MAGIC IN THE MOONLIGHT

MAGIC IN THE MOONLIGHT

Magician Stanley Crawford (Colin Firth) is seeking to debunk spiritual medium Sophie Baker (Emma Stone) in Woody Allen’s MAGIC IN THE MOONLIGHT

MAGIC IN THE MOONLIGHT (Woody Allen, 2014)
In theaters now
www.sonyclassics.com

For his follow-up to Blue Jasmine, his best film in years, Woody Allen has returned to his love of prestidigitation and the possibility of a spirit world in Magic in the Moonlight, topics he has tackled before, with varying degrees of success, in Scoop, Alice, A Midsummer Night’s Sex Comedy, the Broadway play The Floating Light Bulb, and the short story “Examining Psychic Phenonema,” in which he wrote, “There is no question that there is an unseen world. The problem is, how far is it from midtown, and how late is it open?” Unfortunately, there is nothing nearly as sharp in Magic in the Moonlight, an ultimately lackluster and disappointing foray into the mysterious realm of spirit mediums, despite a luminous performance by Emma Stone. Allen, who used to make films almost exclusively in New York City, now ventures to the French Riviera of the 1920s after journeys to Rome, Paris, London, and Barcelona in previous recent works. Stone stars as Sophie Baker, a beautiful young woman who claims to be able to read minds and contact the dead, which distresses Stanley Crawford (Colin Firth), who performs as the famous Asian magician Wei Ling Soo and is dedicated to unmasking frauds, believing that there is nothing beyond our earthbound realm. (The premise is loosely based on the psychic-busting career of magician Harry Houdini, who was desperate to find a real connection to the dead.) Stanley is invited by his longtime friend and colleague, magician Howard Burkan (Simon McBurney), to disprove the psychic abilities of Miss Baker, who has been impressing the wealthy Catledge family, including the widowed matriarch, Grace (Jacki Weaver), and her son, Brice (Hamish Linklater), the heir and scion absolutely smitten with Sophie. However, daughter Caroline (Erica Leerhsen) and her husband, George (Jeremy Shamos), don’t trust Sophie and her mother (Marcia Gay Harden) and want Stanley to debunk them before they get their hands on the family fortune. At first Stanley is sure that they are frauds only after money, but soon enough he starts changing his tune, wondering if everything he has believed in has been wrong.

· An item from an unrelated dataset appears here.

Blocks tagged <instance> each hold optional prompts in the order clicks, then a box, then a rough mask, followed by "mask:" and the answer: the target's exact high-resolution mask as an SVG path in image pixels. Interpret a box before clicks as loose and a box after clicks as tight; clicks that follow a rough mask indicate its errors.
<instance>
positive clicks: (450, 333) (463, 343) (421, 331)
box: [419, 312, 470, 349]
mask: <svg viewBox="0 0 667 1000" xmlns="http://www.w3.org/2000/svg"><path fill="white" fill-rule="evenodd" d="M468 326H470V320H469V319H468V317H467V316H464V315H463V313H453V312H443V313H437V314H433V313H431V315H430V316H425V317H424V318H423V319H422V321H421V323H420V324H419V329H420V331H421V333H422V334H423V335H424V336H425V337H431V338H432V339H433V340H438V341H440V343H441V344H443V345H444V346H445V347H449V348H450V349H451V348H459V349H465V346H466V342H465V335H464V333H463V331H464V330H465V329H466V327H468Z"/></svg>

Marcia Gay Harden, Hamish Linklater, Colin Firth, and Emma Stone fail to bring magic to MOONLIGHT

Marcia Gay Harden, Hamish Linklater, Colin Firth, and Emma Stone fail to bring magic to MOONLIGHT

Magic in the Moonlight never feels fully formed, like a magic trick that doesn’t come together to completely take in the audience. While Stone, who is beautifully lit by Darius Khondji, is charming as the possible medium, Firth struggles to develop a tangible chemistry with her, and Brice’s ukulele-laden puppy-dog courtship of Sophie is just plain silly. The film looks great — Darius Khondji’s costumes are wonderful, as is Anne Seibel’s production design, and it’s always a pleasure to see Eileen Atkins, here portraying Stanley’s bohemian aunt — but the problem really begins and ends with Allen’s flat script, as funny jokes, one-liners, and any sense of mystery disappear quicker than the elephant in the opening scene and numerous twists border on the cringeworthy, a rarity for the Woodman, even in his lesser works, of which Magic in the Moonlight is certainly one.